Теперь, повторно входя в свою комнату, Владислав Витальевич узнавал единство стен, держащихся за руки и оплакивающих пол, уходящий у него из-под ног, узнавал непритворную тяжесть судорожно сглатывающего потолка, – и, безошибочно распознавая все это, Владислав прослезился. Прослезился потому, – что в наследство от родителей ему досталась не какая-то квартира с тараканами за газовой плитой, но лишь умение в каждой квартире, увеличенной ностальгической слезой, видеть именно ту квартиру, в которой он когда-то жил; слышать в ней те голоса, которые он когда-то слышал; ощущать в ней присутствие тех людей, которые жили в нем самом.

Со временем Владислав даже приучил себя не замечать зловонную угрозу, которую источало это вот отвратительное орущее скопище, эта уродливая многоголовая орава скандалящих, слюнявых, детородных квартир, в одной из которых он круглосуточно обитал.

Но постепенно упущенный из виду на фоне всего этого усиливался мимолетный конфликт, – усиливался и развивался, а сила это конфликта заключалась преимущественно в его скрытых проявлениях, пагубно отражавшихся на пошатнувшемся умонастроении Владислава.

Привычки, даже полезные, несли ему теперь больше вреда, чем пользы.

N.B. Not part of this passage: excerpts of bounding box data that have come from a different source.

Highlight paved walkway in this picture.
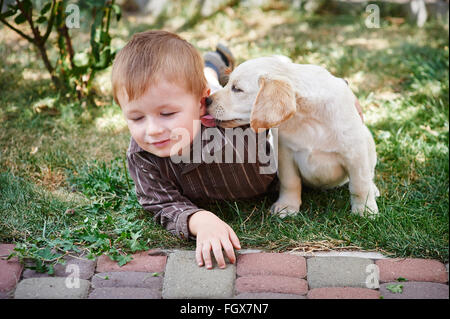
[0,244,449,299]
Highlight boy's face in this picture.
[118,80,206,157]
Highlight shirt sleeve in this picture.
[127,153,203,240]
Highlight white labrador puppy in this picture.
[207,57,379,217]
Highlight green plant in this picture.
[0,0,121,100]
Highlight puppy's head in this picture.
[207,58,296,132]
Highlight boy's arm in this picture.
[127,153,202,240]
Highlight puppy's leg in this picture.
[270,143,302,218]
[346,150,379,217]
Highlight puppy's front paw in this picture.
[352,200,378,218]
[270,200,300,218]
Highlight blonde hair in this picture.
[111,30,207,105]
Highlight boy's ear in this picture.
[250,75,297,132]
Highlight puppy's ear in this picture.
[250,75,297,132]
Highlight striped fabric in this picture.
[127,125,277,239]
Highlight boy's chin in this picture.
[146,143,190,157]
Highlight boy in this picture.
[112,31,276,269]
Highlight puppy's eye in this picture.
[231,85,244,93]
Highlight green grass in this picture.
[0,6,449,271]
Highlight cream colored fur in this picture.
[207,57,379,217]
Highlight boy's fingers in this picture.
[201,242,212,268]
[212,239,225,268]
[195,243,203,266]
[220,238,236,264]
[229,227,241,249]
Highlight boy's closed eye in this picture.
[131,112,177,122]
[161,112,177,116]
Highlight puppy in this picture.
[207,57,379,217]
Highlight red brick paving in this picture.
[236,253,306,278]
[235,276,308,295]
[96,251,167,273]
[307,287,380,299]
[0,244,23,298]
[375,258,448,283]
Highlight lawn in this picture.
[0,5,449,270]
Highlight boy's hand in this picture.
[189,210,241,269]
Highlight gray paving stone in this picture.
[22,257,96,280]
[306,257,373,289]
[380,281,449,299]
[162,251,236,299]
[14,277,90,299]
[234,292,306,299]
[91,271,163,291]
[88,287,161,299]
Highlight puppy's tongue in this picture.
[200,114,217,127]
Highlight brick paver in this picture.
[0,244,23,299]
[88,287,161,299]
[96,251,167,273]
[307,257,373,289]
[380,281,449,299]
[376,258,448,283]
[307,287,380,299]
[91,271,163,291]
[234,292,306,299]
[235,276,308,295]
[236,253,306,278]
[163,251,236,299]
[14,277,90,299]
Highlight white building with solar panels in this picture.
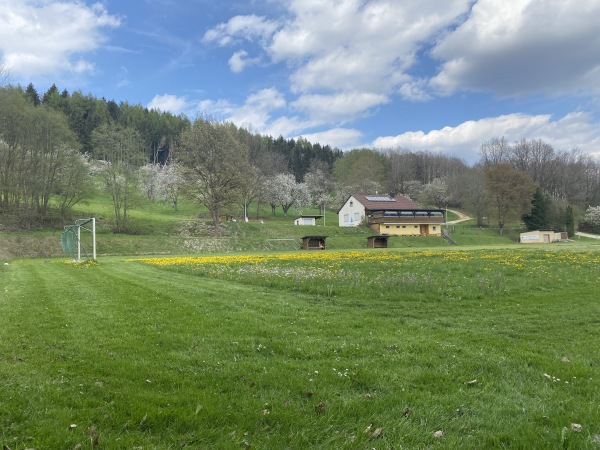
[338,194,445,236]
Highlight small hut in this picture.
[294,215,323,226]
[367,234,389,248]
[301,236,327,250]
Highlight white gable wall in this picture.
[338,196,365,227]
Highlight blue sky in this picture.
[0,0,600,163]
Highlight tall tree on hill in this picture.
[177,118,250,229]
[523,188,551,231]
[91,124,144,233]
[484,163,536,234]
[333,148,388,194]
[25,83,42,106]
[0,87,87,228]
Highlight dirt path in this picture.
[448,209,471,223]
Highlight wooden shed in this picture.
[367,235,389,248]
[519,230,569,244]
[301,236,327,250]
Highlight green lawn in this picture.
[0,245,600,450]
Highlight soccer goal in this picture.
[60,217,96,261]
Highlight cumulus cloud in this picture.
[204,0,471,122]
[0,0,121,77]
[198,88,286,132]
[148,94,190,115]
[372,113,600,162]
[293,92,389,123]
[203,14,277,47]
[229,50,259,73]
[431,0,600,96]
[268,0,470,94]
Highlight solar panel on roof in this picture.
[365,196,396,202]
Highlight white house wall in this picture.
[338,196,365,227]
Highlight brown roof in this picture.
[353,194,421,211]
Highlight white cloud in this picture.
[203,14,277,47]
[148,94,190,115]
[229,50,259,73]
[268,0,470,95]
[372,113,600,162]
[204,0,471,123]
[198,88,286,133]
[293,92,389,123]
[431,0,600,96]
[0,0,120,78]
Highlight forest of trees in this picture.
[0,84,600,236]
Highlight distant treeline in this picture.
[16,83,342,181]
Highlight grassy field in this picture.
[0,244,600,450]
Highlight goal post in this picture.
[60,217,96,261]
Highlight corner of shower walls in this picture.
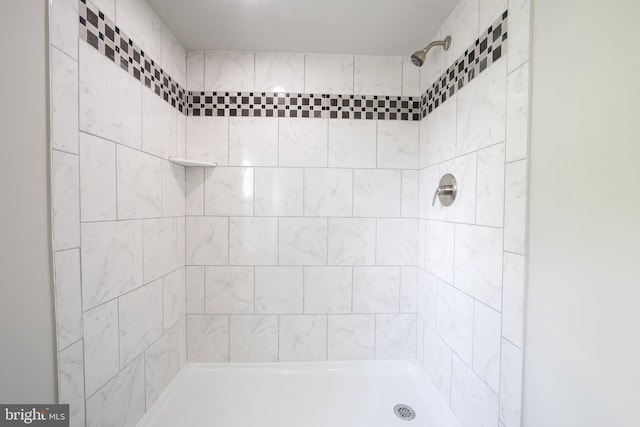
[417,0,530,427]
[49,0,186,426]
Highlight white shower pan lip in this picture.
[138,361,459,427]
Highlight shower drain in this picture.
[393,404,416,421]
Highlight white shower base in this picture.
[138,362,459,427]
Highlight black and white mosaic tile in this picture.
[78,0,508,121]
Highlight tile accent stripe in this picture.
[420,11,508,117]
[78,0,508,121]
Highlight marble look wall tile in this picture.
[437,282,473,365]
[376,218,418,265]
[418,269,438,329]
[438,153,478,224]
[476,144,504,227]
[205,52,254,92]
[400,266,418,313]
[329,218,376,265]
[506,64,529,162]
[162,25,187,87]
[500,340,522,427]
[49,0,77,59]
[451,355,498,427]
[115,0,163,61]
[144,328,180,409]
[204,267,255,314]
[80,132,117,222]
[402,57,422,96]
[185,167,205,215]
[256,267,304,314]
[328,314,376,360]
[229,218,278,265]
[507,0,531,72]
[186,52,205,92]
[423,326,452,406]
[304,169,353,216]
[116,146,162,219]
[377,120,420,169]
[353,170,402,217]
[50,47,78,153]
[303,267,353,314]
[473,301,501,393]
[54,249,82,349]
[229,117,278,166]
[186,217,229,265]
[79,42,142,149]
[142,87,179,159]
[83,300,120,396]
[401,170,420,218]
[162,161,186,216]
[502,252,526,347]
[420,94,458,166]
[81,221,143,311]
[375,314,416,360]
[438,0,479,67]
[425,221,455,283]
[118,280,164,366]
[278,120,328,167]
[142,218,186,283]
[51,150,80,250]
[353,267,400,313]
[504,160,528,254]
[186,116,229,166]
[185,266,205,314]
[86,357,145,427]
[304,54,354,94]
[255,168,304,216]
[58,340,85,427]
[205,167,254,216]
[354,55,402,95]
[187,315,229,363]
[255,53,304,92]
[162,268,186,332]
[455,225,502,310]
[329,120,376,168]
[229,315,278,362]
[278,218,328,265]
[278,315,327,362]
[456,57,507,155]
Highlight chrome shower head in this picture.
[411,36,451,67]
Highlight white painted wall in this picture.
[0,0,56,403]
[524,0,640,427]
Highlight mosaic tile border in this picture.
[420,11,508,118]
[78,0,508,121]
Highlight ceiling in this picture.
[148,0,457,55]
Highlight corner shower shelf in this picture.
[169,157,218,168]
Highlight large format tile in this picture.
[79,43,142,149]
[81,221,143,310]
[304,168,353,216]
[454,225,503,310]
[278,315,327,362]
[50,47,78,153]
[229,315,278,362]
[255,267,304,314]
[303,267,353,314]
[203,267,255,314]
[118,280,164,366]
[229,218,278,265]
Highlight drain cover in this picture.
[393,404,416,421]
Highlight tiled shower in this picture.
[51,0,530,427]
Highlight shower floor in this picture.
[138,362,459,427]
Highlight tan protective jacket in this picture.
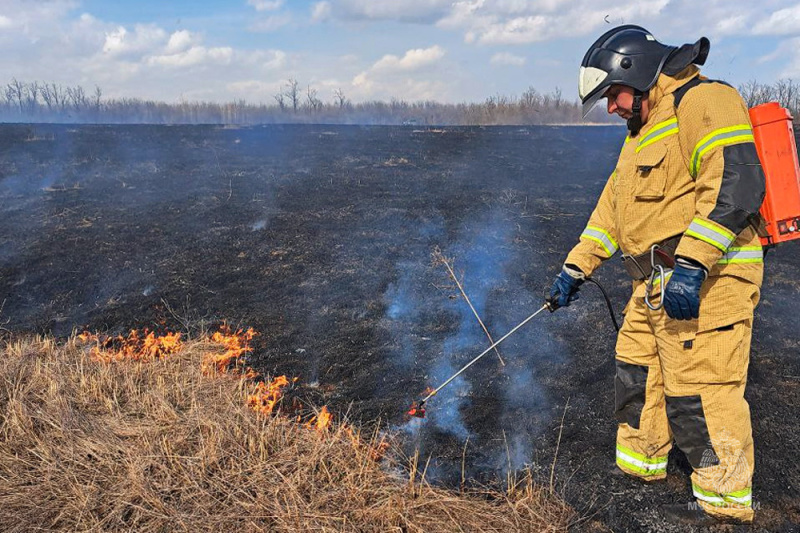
[565,65,764,286]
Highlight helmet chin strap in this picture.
[628,89,644,137]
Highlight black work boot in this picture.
[661,502,745,526]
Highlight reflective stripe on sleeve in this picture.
[686,218,736,252]
[692,483,753,507]
[581,226,619,257]
[636,117,678,153]
[691,124,755,178]
[717,246,764,265]
[617,444,667,476]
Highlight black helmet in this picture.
[578,24,710,116]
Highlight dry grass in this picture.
[0,338,574,532]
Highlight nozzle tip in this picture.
[408,402,425,418]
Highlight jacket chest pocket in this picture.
[633,142,667,201]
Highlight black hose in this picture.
[586,277,619,331]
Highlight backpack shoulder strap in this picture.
[672,77,731,110]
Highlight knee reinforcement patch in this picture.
[666,395,719,470]
[614,359,648,429]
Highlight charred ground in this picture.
[0,125,800,531]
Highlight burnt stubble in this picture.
[0,125,800,531]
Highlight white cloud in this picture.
[103,24,167,57]
[753,5,800,35]
[489,52,525,67]
[350,45,448,101]
[247,0,283,11]
[166,30,199,54]
[247,13,292,33]
[437,0,670,45]
[145,46,233,67]
[372,45,445,70]
[311,2,332,22]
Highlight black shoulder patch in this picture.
[672,78,731,109]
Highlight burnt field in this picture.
[0,125,800,531]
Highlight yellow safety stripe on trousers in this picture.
[636,117,678,154]
[686,218,736,252]
[692,483,753,507]
[581,226,619,257]
[617,444,667,476]
[717,246,764,265]
[690,124,755,178]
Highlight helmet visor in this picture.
[583,87,609,118]
[578,67,611,118]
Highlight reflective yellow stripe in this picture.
[717,246,764,265]
[636,117,678,154]
[581,226,619,257]
[691,124,754,178]
[692,483,753,507]
[685,218,736,252]
[617,444,667,476]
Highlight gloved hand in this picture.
[547,265,586,313]
[662,257,707,320]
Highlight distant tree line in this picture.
[0,78,800,125]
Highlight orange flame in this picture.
[200,325,257,378]
[247,376,289,415]
[78,329,183,363]
[306,405,331,432]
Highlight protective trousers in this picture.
[615,276,759,521]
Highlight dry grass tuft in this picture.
[0,338,574,532]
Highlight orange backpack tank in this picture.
[750,102,800,246]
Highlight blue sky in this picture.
[0,0,800,103]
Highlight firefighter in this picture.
[549,25,765,525]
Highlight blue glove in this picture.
[663,257,706,320]
[547,265,586,313]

Все явственнее им ощущались взаимоисключающие стремления, несовместимость двух эпох, нарастало несоответствие, пугающая непропорциональность между сонно-апатичной, полуживой деятельностью Владислава и укоренившимися в нем мускулистыми идеологическими принципами отца.

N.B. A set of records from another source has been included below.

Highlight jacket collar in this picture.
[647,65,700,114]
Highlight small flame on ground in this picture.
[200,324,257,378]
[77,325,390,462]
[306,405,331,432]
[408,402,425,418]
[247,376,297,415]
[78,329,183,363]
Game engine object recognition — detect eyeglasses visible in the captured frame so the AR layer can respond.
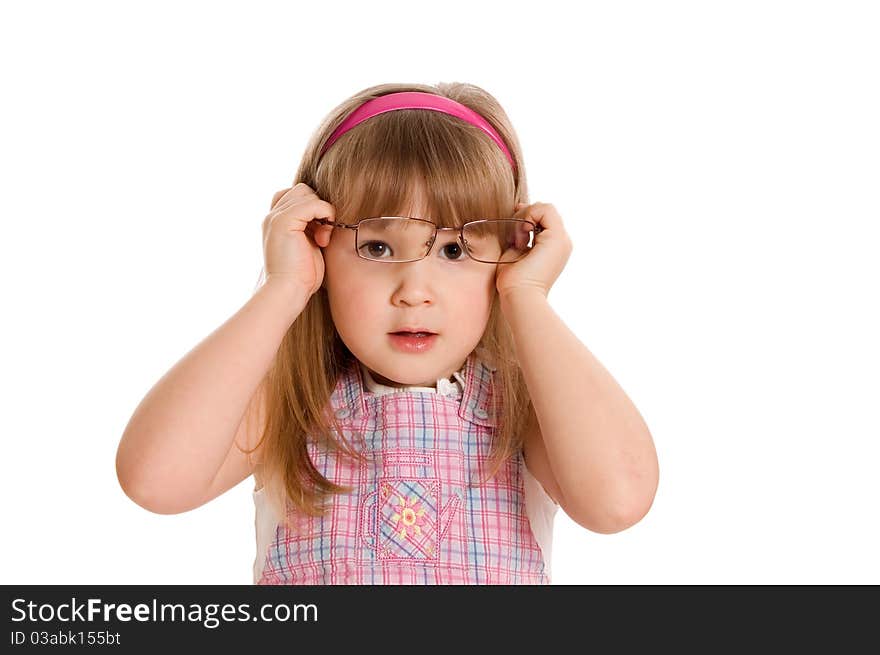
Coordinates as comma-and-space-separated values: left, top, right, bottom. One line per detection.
315, 216, 544, 264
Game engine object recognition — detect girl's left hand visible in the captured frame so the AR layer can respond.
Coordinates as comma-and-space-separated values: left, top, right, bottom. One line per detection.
495, 202, 573, 298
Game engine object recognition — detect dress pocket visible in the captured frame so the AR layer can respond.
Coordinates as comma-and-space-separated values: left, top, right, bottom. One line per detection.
376, 478, 441, 560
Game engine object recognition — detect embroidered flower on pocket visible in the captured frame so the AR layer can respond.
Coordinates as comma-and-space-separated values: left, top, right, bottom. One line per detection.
391, 496, 427, 539
377, 478, 440, 559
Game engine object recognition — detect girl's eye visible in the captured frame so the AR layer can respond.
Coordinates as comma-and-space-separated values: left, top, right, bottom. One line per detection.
361, 241, 391, 259
440, 242, 467, 262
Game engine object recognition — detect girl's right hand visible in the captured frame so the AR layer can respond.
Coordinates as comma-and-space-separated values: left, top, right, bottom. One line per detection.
263, 182, 336, 297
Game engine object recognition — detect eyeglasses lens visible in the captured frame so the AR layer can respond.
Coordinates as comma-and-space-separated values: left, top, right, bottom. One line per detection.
357, 217, 534, 263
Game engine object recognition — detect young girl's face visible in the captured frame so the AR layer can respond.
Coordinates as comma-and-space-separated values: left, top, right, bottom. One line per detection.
323, 195, 496, 387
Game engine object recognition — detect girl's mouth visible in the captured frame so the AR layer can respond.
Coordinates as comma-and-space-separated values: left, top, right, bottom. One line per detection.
388, 332, 437, 353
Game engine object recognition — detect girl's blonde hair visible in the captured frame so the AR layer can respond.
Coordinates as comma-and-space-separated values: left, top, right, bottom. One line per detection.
244, 83, 533, 527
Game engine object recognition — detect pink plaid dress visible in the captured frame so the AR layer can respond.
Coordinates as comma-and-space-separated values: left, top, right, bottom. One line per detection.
256, 354, 550, 585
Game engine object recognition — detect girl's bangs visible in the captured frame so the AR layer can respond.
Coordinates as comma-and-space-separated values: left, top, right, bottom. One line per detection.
316, 111, 515, 227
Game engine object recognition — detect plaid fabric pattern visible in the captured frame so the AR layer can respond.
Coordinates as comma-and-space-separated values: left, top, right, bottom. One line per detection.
257, 353, 550, 585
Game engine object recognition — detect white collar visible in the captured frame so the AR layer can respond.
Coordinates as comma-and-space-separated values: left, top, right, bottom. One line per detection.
358, 362, 464, 396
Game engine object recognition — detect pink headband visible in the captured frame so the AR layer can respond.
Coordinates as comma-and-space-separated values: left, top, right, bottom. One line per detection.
318, 91, 516, 171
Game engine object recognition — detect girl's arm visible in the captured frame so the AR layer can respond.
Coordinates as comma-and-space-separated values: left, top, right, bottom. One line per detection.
500, 288, 658, 533
116, 279, 309, 514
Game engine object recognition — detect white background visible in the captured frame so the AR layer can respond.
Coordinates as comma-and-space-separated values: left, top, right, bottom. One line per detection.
0, 0, 880, 584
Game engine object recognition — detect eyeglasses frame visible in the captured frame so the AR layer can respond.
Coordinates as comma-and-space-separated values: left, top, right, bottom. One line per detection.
314, 216, 544, 264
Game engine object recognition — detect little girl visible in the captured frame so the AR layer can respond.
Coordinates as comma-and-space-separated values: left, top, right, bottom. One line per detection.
117, 84, 658, 584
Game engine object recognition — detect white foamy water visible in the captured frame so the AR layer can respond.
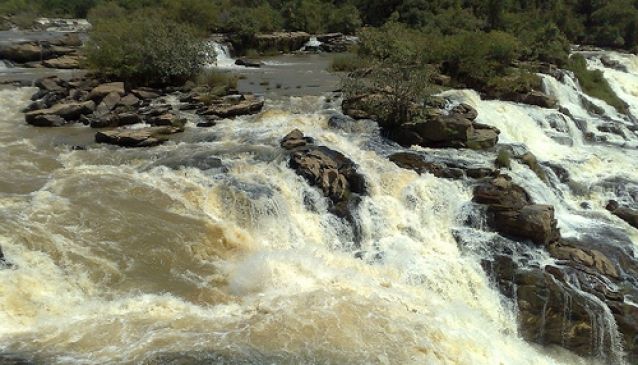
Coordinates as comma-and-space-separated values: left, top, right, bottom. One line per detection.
0, 49, 638, 365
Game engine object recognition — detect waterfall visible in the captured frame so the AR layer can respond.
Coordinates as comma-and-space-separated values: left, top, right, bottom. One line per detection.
0, 52, 638, 365
209, 42, 236, 68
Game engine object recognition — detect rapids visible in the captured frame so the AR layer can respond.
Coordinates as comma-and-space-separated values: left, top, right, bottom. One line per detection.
0, 49, 638, 365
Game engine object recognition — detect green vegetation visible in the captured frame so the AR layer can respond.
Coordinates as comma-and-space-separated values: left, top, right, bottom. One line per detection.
86, 10, 212, 85
567, 54, 627, 113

И это несоответствие, эта разрастающаяся пропасть пропащих душ стремительно отделяла запутавшегося в самом себе Владислава Витальевича от Виталия Юрьевича.

Теперь, утратив связь с отцом, – Владислав Витальевич остался совершенно один-одинешенек, с трагической судьбой. По соседству с ним жили: гнусный туберкулезник в смрадной коммуналке девяностых, разочарованный крестоносец под окровавленной хоругвью, несколько взбалмошных проституток и оторванный от жизни возвращенец-интеллигент, волей случая подпавший под репатриацию. Всех мучала изжога преждевременного пресыщения жизнью.